Commons:Batch uploading/U.S. Army Corps of Engineers Digital Visual Library
Source to upload from
[edit]U.S. Army Corps of Engineers Digital Visual Library - https://usace.contentdm.oclc.org/digital/search
Provides almost 50,000 media files by the Corps of Engineers in the subjects of
- About USACE (405 files)
- Booklets, Manuals & Guides (2,109 files)
- Fish & Wildlife reports (883 files)
- Histories (309 files)
- IWR reports (1231 files)
- Laws & Congressional reports (1,302 files)
- Magazines & Newsletters (148 files)
- Maps & Drawings (1,373 files)
- Media (438 Videos, were already uploaded to YouTube)
- Photographs (17,022 files)
- Project management reports (12,075 files)
- Public Notices and Jurisdictional Determination Forms (5,310 files)
- Regulatory Information (438 files)
- Technical reports (5,378 files)
License
[edit]Public domain - {{PD-USGov-Military-Army-USACE}}
Description
[edit]- Do the media URLs follow a pattern? - site is based on the "CONTENTdm® Digital Collection Management System"
- Description page:
https://usace.contentdm.oclc.org/digital/collection/<collection ID>/id/<ContentDM record ID>/rec/<running number for related records>
- Full size downlaod link
https://usace.contentdm.oclc.org/digital/download/collection/<collection ID>/id/<ContentDM record ID>/size/full
- Description pages contain plenty of metadata such as title, caption, sub-collection, dates published/digitized, subject keywords, general keywords, physical location/description, "Data entered by"/uploader, language, usage rights (always PD)/use credits (not mandatory), record number/ContentDM record number, which should be included
- Description page:
- Does the site have an API? - I don't know
- What else could ease uploading?
- Unrelated general thing I noted is that the majority of files have a very recent digitisation date (after 2020)
- Did you contact the site owner?
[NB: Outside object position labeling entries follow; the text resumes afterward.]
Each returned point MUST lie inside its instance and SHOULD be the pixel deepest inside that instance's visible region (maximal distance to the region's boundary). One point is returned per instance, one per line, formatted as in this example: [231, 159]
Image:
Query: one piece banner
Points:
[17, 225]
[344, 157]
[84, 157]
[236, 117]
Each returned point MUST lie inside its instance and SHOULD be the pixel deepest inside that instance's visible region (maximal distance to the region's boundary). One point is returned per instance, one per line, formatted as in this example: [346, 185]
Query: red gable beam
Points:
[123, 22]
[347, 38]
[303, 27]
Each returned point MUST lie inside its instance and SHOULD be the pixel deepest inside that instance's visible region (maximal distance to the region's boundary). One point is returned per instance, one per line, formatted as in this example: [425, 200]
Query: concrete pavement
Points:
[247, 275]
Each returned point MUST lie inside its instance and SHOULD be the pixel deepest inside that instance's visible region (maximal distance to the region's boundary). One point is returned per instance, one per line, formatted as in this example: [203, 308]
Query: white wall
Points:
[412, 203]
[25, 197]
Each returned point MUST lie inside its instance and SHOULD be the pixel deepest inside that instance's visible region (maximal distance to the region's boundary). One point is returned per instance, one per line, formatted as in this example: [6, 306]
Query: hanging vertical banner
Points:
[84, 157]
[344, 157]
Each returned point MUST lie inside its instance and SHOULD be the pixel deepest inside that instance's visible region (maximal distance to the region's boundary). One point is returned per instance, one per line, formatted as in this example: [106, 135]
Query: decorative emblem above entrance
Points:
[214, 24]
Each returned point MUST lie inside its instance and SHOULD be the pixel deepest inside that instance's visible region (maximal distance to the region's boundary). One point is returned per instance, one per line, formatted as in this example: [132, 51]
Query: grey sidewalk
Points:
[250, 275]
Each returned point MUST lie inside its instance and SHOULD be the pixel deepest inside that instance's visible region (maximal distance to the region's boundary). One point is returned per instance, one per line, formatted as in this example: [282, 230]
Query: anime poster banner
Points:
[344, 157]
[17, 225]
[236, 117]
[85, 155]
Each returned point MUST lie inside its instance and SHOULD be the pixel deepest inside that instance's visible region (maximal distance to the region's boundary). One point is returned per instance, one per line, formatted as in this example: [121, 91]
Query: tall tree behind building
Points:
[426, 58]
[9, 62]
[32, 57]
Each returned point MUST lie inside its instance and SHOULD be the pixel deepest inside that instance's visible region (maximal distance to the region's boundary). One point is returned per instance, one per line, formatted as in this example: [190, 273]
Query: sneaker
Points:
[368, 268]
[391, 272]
Not nessescary
- Is there a template that could be used on the file description pages, or should one be created?
- Something like {{LOC-image}} could be created
TheImaCow (talk) 09:31, 3 August 2024 (UTC)
- IIIF (JSON) API:
- Collection Manifest:
https://usace.contentdm.oclc.org/iiif/2/<collection ID>/manifest.json
- Item Manifest:
https://usace.contentdm.oclc.org/iiif/2/<collection ID>:<ContentDM record ID>/manifest.json
- For better annotated description metadata indexed by unique identifier keys:
https://usace.contentdm.oclc.org/digital/api/collections/<collection ID>/items/< ContentDM record ID>/false
- For better annotated description metadata indexed by unique identifier keys:
- Item info:
https://usace.contentdm.oclc.org/iiif/2/<collection ID>:<ContentDM record ID>/info.json
- Download:
https://usace.contentdm.oclc.org/digital/iiif/2/<collection ID>:<ContentDM record ID>/full/max/0/default.<format>
withformat
offerings specified in the Item Info API above. JPEG is presumed to be available for all files.
- Collection Manifest:
- -- DaxServer (talk) 18:14, 3 August 2024 (UTC)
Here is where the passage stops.